It's been another poor week for law schools. First Nottingham Law School set its students an impossible question, then the College of Law forgot to hand out a multiple choice answer sheet. Not wanting to be left out, the School of Oriental and African Studies then set its law students the most bizarre exam question in living memory.

Students on Nottingham Law School's LPC sat their business paper this week, which included a question on accounts. Students were asked to balance an account, which seemed reasonable enough, except the figures given meant it was actually impossible.

At least Nottingham Law School was suitably contrite. Bob White, its Director of LPC, said "we’re horrified. This is the first time anything like this happened to us since the LPC was launched in 1993. We made a mistake and have learnt a hard lesson. We said sorry to affected students straightaway and will offer a first sit before the summer to any who think they were disadvantaged. We’re not the first major provider to make a mistake but we intend this to be the first and last time it happens to us.”

And yesterday students at the College of Law's Guildford branch sat their criminal paper - slightly disadvantaged by not having a multiple choice answer sheet to complete. The invigilator spent about ten minutes talking on the phone in an attempt to get the sheets, and students say they finally managing to hand them out half way through the exam. A spokeswoman for the college said, "the exam invigilator noticed right away that the mulitiple choice papers were not there... The exam started at 9.30 and all the students had the paper by around 9.38am".  

    A cut out and keep guide

These are the latest in a series of cock-ups at the UK's law schools. The College of Law gave its LPC students the wrong materials in an exam last June. And BPP, apart from having a computer system which seems to spend more time down than up, managed to appoint a professional ethics tutors who had been suspended from practicing as a barrister, and couldn't even name its own students.

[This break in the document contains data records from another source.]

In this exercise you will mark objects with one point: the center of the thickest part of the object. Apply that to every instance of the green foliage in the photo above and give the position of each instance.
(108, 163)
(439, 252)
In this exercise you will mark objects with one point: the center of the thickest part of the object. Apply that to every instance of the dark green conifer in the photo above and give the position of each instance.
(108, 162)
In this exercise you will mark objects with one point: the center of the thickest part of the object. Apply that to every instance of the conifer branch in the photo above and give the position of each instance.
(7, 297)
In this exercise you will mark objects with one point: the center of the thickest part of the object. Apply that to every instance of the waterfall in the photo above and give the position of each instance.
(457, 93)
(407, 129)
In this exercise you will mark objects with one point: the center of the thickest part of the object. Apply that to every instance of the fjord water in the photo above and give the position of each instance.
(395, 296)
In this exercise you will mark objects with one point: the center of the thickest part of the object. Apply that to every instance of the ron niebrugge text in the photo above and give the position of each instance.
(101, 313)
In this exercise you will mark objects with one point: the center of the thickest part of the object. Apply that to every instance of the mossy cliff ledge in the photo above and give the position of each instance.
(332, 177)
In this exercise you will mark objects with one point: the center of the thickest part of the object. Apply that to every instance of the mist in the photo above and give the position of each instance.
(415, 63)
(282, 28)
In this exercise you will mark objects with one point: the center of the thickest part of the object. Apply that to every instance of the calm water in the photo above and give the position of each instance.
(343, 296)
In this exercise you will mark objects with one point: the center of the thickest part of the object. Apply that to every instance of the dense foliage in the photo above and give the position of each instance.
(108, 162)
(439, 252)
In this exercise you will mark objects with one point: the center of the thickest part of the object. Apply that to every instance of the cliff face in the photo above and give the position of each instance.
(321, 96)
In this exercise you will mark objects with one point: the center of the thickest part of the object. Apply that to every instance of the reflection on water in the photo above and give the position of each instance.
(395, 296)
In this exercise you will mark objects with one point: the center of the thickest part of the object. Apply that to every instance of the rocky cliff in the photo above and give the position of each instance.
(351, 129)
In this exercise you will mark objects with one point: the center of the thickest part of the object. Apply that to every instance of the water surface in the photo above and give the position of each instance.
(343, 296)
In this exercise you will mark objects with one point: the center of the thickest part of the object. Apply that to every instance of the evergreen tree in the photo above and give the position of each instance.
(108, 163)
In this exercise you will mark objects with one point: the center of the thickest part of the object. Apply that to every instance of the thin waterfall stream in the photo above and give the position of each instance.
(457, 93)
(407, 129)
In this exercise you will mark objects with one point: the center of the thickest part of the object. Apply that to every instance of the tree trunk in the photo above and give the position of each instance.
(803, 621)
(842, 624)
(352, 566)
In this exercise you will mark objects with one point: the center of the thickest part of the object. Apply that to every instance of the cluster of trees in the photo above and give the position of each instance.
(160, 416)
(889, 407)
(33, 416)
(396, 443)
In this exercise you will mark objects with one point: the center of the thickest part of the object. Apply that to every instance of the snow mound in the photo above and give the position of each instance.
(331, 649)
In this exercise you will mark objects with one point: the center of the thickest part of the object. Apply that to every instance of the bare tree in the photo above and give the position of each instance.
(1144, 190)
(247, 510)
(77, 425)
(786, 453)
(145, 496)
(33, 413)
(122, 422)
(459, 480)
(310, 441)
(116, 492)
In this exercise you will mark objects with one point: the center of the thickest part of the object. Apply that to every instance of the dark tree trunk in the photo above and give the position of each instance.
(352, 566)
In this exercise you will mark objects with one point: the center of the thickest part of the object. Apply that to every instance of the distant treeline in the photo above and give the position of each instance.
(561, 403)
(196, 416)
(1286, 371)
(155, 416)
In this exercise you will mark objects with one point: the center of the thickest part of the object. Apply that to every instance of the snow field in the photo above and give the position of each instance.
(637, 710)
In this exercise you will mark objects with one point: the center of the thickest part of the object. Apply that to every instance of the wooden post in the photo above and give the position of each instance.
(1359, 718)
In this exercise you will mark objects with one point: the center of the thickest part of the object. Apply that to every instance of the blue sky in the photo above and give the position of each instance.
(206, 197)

Undergraduates have been having an odd time too. Law students at the School of Oriental and African Studies, faced a bizarre first year mooting assessment concerning the law of consent. It started as follows:

"The defendant, Oliver O'Leary, met the deceased, Gayle Gaga, in the Pokerface Nightclub on the 22nd September 2008. The defendant escorted Miss Gaga to her home where she invited him in. After having a cup of coffee, the defendant, with Miss Gaga's consent, had sexual intercourse with Miss Gaga by penetrating her vagina with his penis. Subsequently, and also with her consent, he penetrated her rectum with his hand (2 sexual acts). Miss Gaga suffered internal cuts caused by a signet ring on Mr O'Leary's hand. Miss Gaga did not realise for some time that her injuries were very serious. After a period of two weeks, she was admitted to hospital where she died of septicaemia. It was proven, conclusively, that the septicaemia was a direct result of the cuts caused by Mr O'Leary's ring.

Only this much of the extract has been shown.